On 2023-05-23, John A De Goes tweeted:
Take a wrapper (
newtype
) structure like:case class Box[A](value: A)
A simple local expression likeBox(42).value
has much more overhead than you would think:
- Allocation of 12 bytes on the heap for Box object header + 4 more bytes for a reference
- Allocation of 12 bytes on the heap for
java.lang.Integer
object header + 4 more bytes for an integer- Invocation of a virtual getter method that Scala quietly generates for the
value
field- Invocation of two separate constructors, one for Box and one for
java.lang.Integer
The heap allocations put pressure on the garbage collector, while the access through getter adds indirection overhead (which, thankfully, the JVM can sometimes optimize on its own), and the constructors add jumps. The net effect of these sources of overhead, but especially the size and quantity of heap allocations, is so significant, that if you’re doing high-performance work in Scala, you have to think long and hard about the costs of abstraction. If you don’t use abstraction, your code is hard to maintain, low-level, and fragile, and fails to take advantage of the type system of Scala. If you do use abstraction, your code becomes easy to maintain, high-level, and robust, fully taking advantage of Scala’s type system, but suffers from unacceptable overhead in some high-performance scenarios. One of the most refreshing facts about Rust is that...

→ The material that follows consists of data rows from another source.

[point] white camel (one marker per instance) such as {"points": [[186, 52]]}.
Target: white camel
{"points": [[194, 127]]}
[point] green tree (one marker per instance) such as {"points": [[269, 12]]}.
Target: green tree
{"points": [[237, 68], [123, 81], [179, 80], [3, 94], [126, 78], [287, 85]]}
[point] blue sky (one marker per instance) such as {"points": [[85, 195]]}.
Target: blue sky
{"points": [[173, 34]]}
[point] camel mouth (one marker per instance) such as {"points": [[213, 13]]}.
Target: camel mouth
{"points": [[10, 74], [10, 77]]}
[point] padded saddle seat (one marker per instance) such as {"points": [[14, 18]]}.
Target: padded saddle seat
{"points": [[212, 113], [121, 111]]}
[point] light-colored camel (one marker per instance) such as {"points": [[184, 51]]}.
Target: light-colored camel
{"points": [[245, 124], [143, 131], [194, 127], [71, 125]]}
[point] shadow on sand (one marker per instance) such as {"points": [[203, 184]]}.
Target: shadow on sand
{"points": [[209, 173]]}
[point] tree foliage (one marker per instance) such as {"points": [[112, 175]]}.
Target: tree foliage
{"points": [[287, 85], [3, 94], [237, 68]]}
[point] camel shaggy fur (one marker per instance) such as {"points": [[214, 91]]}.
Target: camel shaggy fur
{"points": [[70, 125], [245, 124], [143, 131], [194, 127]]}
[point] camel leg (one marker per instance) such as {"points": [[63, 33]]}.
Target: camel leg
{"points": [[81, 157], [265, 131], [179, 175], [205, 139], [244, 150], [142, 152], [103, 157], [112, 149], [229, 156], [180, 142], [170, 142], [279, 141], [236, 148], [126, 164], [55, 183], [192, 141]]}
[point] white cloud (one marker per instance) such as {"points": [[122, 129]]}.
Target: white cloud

Sounds reasonable, but all that above is more complex. The Scala, Java, or JVM specifications do not enforce 12 bytes for such structures!
Nothing in the JVM specification requires that the JVM will allocate anything on the physical heap, nor that there will be any real GC usage.
All those are implementation details, and while the quoted statement is true for most commonly used OpenJDK or Hotspot derivatives, as for 2023 it is not valid for all JVMs, and may not be valid for future versions of OpenJDK/Hotspot. More importantly, it is not true today (!!!) for GraalVM, which is a more advanced JVM implementation, and the case presented is one that that Graal optimized a long time ago.
I will examine the original claim. We will use Scala 3.3 (but it does not matter), OpenJDK (17.0.6
), and GraalVM (22.3.1
).
Let's use JMH
, and sbt
with jmh plugin
to measure the performance.
A popular Collatz conjecture is used in this example for benchmarking:
@Benchmark
def longCollatz(): Long =
var n = 27L
while (n > 1) {
if (n % 2 == 0) {
n = n / 2
} else {
n = 3 * n + 1
}
}
n
This is a very simple imperative version, that uses primitive values (longs), and primitive operations (add, mul, div, mod).
Value 27 is chosen because it generates 111 internal iterations. This is enough to get some meaningful results.
Now, I can implement this using Box class
defined as in John's tweet:
case class Box[A](value: A)
@Benchmark
def boxCollatz(): Long =
var n = Box(27L)
while (n.value > 1) {
if (n.value % 2 == 0) {
n = Box(n.value / 2)
} else {
n = Box((3 * n.value + 1))
}
}
n.value
This code performs multiple boxing-unboxing operations, which serves for a quite good example.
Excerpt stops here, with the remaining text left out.